1. You are aware I am the attorney for your patient?
2. On (TIME FRAME) I provided you with all legally and ethically required documents authorizing you to share medical records and medical information about (NAME) with me to assist in their legal claim?
3. You are not being sued in the legal action, are you?
4. Your patient requested that you cooperate with me as their attorney regarding your medical care and treatment of (him/her)
5. You knew I was your patient’s lawyer when I contacted you?
6. I asked to meet with you to discuss your patient’s care to assist with the legal claim?
7. However, you refused to meet with me or discuss the patient care unless legally required to do so by subpoena or legal deposition?
8. As a result, I had to legally require you to testify here today under oath about your patient?

D. REASON FOR REFUSAL

1. Did you talk to anyone about whether you should meet with me or discuss the case before you refused to do so?
(1) Who?
(2) How many times?
(3) What was discussed?
(4) Why did you refuse to help your client by discussing the care with their lawyer?

E. FOLLOW UP DEPOSITION

Here you would proceed with the informational part of the deposition.

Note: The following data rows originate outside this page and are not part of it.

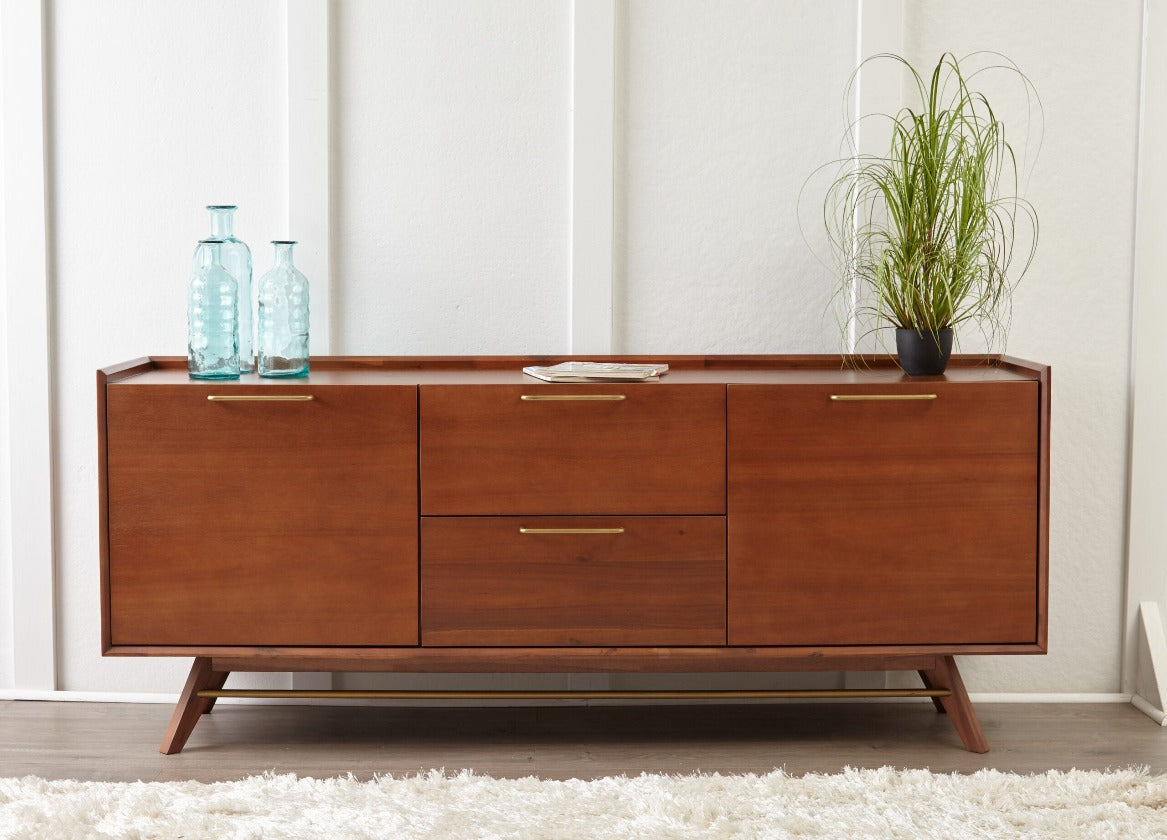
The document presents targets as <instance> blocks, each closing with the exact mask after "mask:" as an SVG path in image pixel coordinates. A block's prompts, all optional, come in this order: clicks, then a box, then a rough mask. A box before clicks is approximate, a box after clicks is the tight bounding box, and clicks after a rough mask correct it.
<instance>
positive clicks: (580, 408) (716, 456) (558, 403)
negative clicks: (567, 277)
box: [419, 383, 726, 516]
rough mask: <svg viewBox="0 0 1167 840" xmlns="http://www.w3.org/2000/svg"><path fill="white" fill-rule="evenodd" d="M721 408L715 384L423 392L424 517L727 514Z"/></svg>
mask: <svg viewBox="0 0 1167 840" xmlns="http://www.w3.org/2000/svg"><path fill="white" fill-rule="evenodd" d="M523 394H539V396H546V394H558V396H571V394H587V396H595V394H616V396H623V397H624V399H622V400H619V401H579V403H576V401H564V403H558V401H551V403H547V401H538V403H533V401H523V400H522V399H520V398H522V396H523ZM725 399H726V390H725V386H724V385H684V386H682V385H664V384H656V385H654V386H652V387H649V386H648V385H644V384H631V385H612V384H605V385H596V384H588V385H573V386H562V385H555V386H547V385H546V383H544V384H543V386H531V387H524V386H506V385H497V386H492V385H488V386H476V385H461V386H439V385H434V386H425V385H424V386H421V387H420V389H419V406H420V463H421V512H422V513H424V515H442V516H450V515H453V516H466V515H487V516H495V515H503V516H505V515H520V516H533V515H559V516H564V515H592V513H621V515H623V513H645V515H651V513H676V515H696V513H725V504H726V503H725V457H726V445H725V440H726V438H725V427H726V418H725Z"/></svg>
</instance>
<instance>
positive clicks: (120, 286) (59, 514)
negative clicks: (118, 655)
mask: <svg viewBox="0 0 1167 840" xmlns="http://www.w3.org/2000/svg"><path fill="white" fill-rule="evenodd" d="M48 33H49V36H48V64H49V88H48V90H49V92H50V95H49V99H48V100H49V131H48V136H49V141H48V145H49V155H48V161H49V170H50V176H49V181H50V211H49V217H50V253H51V259H50V262H51V283H53V295H51V302H53V308H51V313H50V316H51V323H53V336H51V345H53V350H54V354H53V355H54V361H55V375H54V376H55V394H54V398H55V404H56V408H57V415H56V427H55V429H54V443H55V464H56V477H55V484H56V488H57V554H58V578H57V580H58V590H57V604H58V610H60V613H58V628H57V630H58V639H60V650H61V655H62V665H61V687H62V688H74V690H91V691H100V690H109V691H173V690H175V688H176V687H177V686H180V685H181V681H182V676H181V674H182V673H183V672H184V671H186V667H187V665H186V664H184V663H182V662H180V660H173V662H172V660H167V662H166V663H165V664H160V663H156V662H149V660H142V659H138V660H126V659H102V658H100V656H99V655H100V645H99V628H100V620H99V607H100V600H99V588H98V583H99V581H98V517H97V440H96V422H95V414H93V412H95V396H93V371H95V369H96V368H99V366H102V365H106V364H111V363H113V362H118V361H123V359H128V358H133V357H135V356H141V355H145V354H174V355H184V354H186V335H187V322H186V318H187V316H186V285H187V280H188V278H189V275H190V265H191V253H193V251H194V246H195V244H196V240H197V239H198V238H200V237H202V236H205V233H207V231H208V230H209V222H208V218H207V211H205V210H204V205H207V204H212V203H237V204H238V205H239V211H238V213H237V215H236V229H237V232H238V234H239V236H240V237H242V238H243V239H244V240H246V241H247V243H249V244H250V245H251V246H252V252H253V259H254V264H256V273H257V274H258V273H261V272H263V271H264V269H265V268H267V267H268V266H270V265H271V246H270V245H267V244H266V243H267V240H270V239H273V238H279V237H282V236H285V231H284V227H285V204H286V202H285V195H284V190H285V182H286V181H285V170H286V160H285V152H284V148H285V131H286V129H285V105H284V103H285V98H286V93H285V90H284V53H282V50H284V37H285V31H284V15H282V12H281V5H280V3H279V2H277V0H267V1H265V2H249V3H239V2H232V1H230V0H218V1H216V2H198V3H175V2H154V1H153V0H119V2H107V3H106V2H103V3H93V2H89V1H88V0H56V1H55V2H51V3H50V5H49V8H48ZM208 491H209V492H212V491H214V489H212V488H208ZM174 503H175V504H188V505H190V506H191V513H193V515H197V501H196V499H174Z"/></svg>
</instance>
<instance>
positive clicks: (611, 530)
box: [518, 529, 624, 534]
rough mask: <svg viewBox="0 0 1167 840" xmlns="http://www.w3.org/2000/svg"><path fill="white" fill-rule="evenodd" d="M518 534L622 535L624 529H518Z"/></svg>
mask: <svg viewBox="0 0 1167 840" xmlns="http://www.w3.org/2000/svg"><path fill="white" fill-rule="evenodd" d="M518 532H519V533H527V534H548V533H553V534H559V533H624V529H519V530H518Z"/></svg>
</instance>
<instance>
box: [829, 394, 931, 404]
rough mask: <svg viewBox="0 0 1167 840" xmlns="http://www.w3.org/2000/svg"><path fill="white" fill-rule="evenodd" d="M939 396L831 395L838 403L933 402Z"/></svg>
mask: <svg viewBox="0 0 1167 840" xmlns="http://www.w3.org/2000/svg"><path fill="white" fill-rule="evenodd" d="M937 396H938V394H831V399H832V400H834V401H837V403H879V401H892V400H931V399H936V397H937Z"/></svg>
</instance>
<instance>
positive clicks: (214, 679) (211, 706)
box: [203, 671, 231, 714]
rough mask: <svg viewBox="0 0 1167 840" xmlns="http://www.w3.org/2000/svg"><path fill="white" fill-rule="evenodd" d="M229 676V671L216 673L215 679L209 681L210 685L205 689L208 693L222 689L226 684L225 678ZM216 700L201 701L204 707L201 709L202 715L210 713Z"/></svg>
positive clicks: (229, 675) (213, 698)
mask: <svg viewBox="0 0 1167 840" xmlns="http://www.w3.org/2000/svg"><path fill="white" fill-rule="evenodd" d="M230 676H231V672H230V671H216V672H215V679H214V680H211V684H210V685H209V686H207V688H208V690H210V691H218V690H219V688H222V687H223V684H224V683H226V678H228V677H230ZM216 700H218V698H207V699H205V700H203V702H204V704H205V706H204V707H203V714H210V713H211V709H212V708H215V701H216Z"/></svg>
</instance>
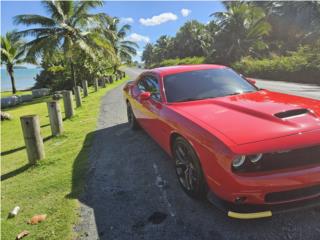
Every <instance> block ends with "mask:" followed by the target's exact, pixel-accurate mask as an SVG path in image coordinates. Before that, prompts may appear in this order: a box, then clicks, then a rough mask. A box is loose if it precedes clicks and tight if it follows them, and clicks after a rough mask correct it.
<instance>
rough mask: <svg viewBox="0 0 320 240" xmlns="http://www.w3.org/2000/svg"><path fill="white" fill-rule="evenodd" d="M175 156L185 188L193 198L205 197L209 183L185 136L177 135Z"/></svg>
mask: <svg viewBox="0 0 320 240" xmlns="http://www.w3.org/2000/svg"><path fill="white" fill-rule="evenodd" d="M173 156H174V160H175V168H176V173H177V176H178V180H179V183H180V185H181V186H182V188H183V190H184V191H185V192H186V193H187V194H188V195H189V196H191V197H193V198H198V199H203V198H204V197H205V195H206V192H207V184H206V181H205V179H204V175H203V172H202V168H201V165H200V161H199V159H198V157H197V155H196V153H195V151H194V150H193V148H192V146H191V145H190V144H189V143H188V142H187V141H186V140H185V139H184V138H182V137H177V138H176V139H175V141H174V144H173Z"/></svg>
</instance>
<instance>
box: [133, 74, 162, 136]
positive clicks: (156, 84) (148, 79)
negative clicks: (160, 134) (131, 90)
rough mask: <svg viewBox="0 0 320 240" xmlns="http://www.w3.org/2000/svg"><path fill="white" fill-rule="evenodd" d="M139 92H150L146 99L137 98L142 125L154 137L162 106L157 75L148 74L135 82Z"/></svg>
mask: <svg viewBox="0 0 320 240" xmlns="http://www.w3.org/2000/svg"><path fill="white" fill-rule="evenodd" d="M137 86H138V88H139V89H140V91H141V92H150V93H151V95H150V98H149V99H147V100H141V99H138V101H139V102H140V104H141V115H142V119H141V120H142V124H143V127H144V128H145V129H146V130H147V131H148V133H149V134H150V135H151V136H153V137H156V136H157V134H156V131H157V126H158V124H159V122H158V120H159V113H160V110H161V108H162V99H161V94H160V88H159V79H158V78H157V76H155V75H152V74H148V75H145V76H143V77H142V78H141V79H140V81H139V82H138V84H137Z"/></svg>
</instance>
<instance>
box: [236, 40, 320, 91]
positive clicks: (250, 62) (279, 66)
mask: <svg viewBox="0 0 320 240" xmlns="http://www.w3.org/2000/svg"><path fill="white" fill-rule="evenodd" d="M319 52H320V41H319V42H318V43H316V44H315V45H314V46H313V47H310V46H302V47H299V49H298V50H297V51H296V52H291V53H290V54H289V55H288V56H274V57H272V58H268V59H254V58H251V57H245V58H243V59H242V60H241V61H239V62H236V63H234V64H233V65H232V67H233V68H234V69H236V70H237V71H238V72H240V73H242V74H244V75H246V76H250V77H257V78H264V79H272V80H282V81H292V82H301V83H314V84H318V85H320V78H319V76H320V54H319Z"/></svg>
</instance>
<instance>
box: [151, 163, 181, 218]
mask: <svg viewBox="0 0 320 240" xmlns="http://www.w3.org/2000/svg"><path fill="white" fill-rule="evenodd" d="M153 169H154V173H155V174H156V182H155V183H156V186H157V187H158V188H159V189H160V192H161V194H162V198H163V200H164V202H165V203H166V204H167V207H168V211H169V213H170V216H171V217H175V216H176V214H175V213H174V211H173V208H172V205H171V203H170V202H169V200H168V194H167V191H166V189H165V188H164V187H165V184H166V181H165V180H163V178H162V177H161V175H160V173H159V170H158V166H157V164H155V163H153Z"/></svg>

Post Script: A lawyer I respect asked why I just didn’t ask the reason the witness refused to cooperate. Here’s my response:  It depends entirely on your style.

Mine is to always focus on credibility in cross. Witness might have a credible reason or give short explanation. Witness may give negative testimony about patient. I really am not interested in the simple reason. That’s not my focus.   I want enough fundamental concessions about fiduciary duty to patient and conflicts of interest (insurance or risk management issues) to hammer the witness with at trial if required. Either way the witness responds to the ethics questions gives plenty of room to do this at trial. A denial would be worse that a yes answer. The way I want to structure my  exam is to have jurors seeing their doctor on the stand and how they would want their doctor to act and respond.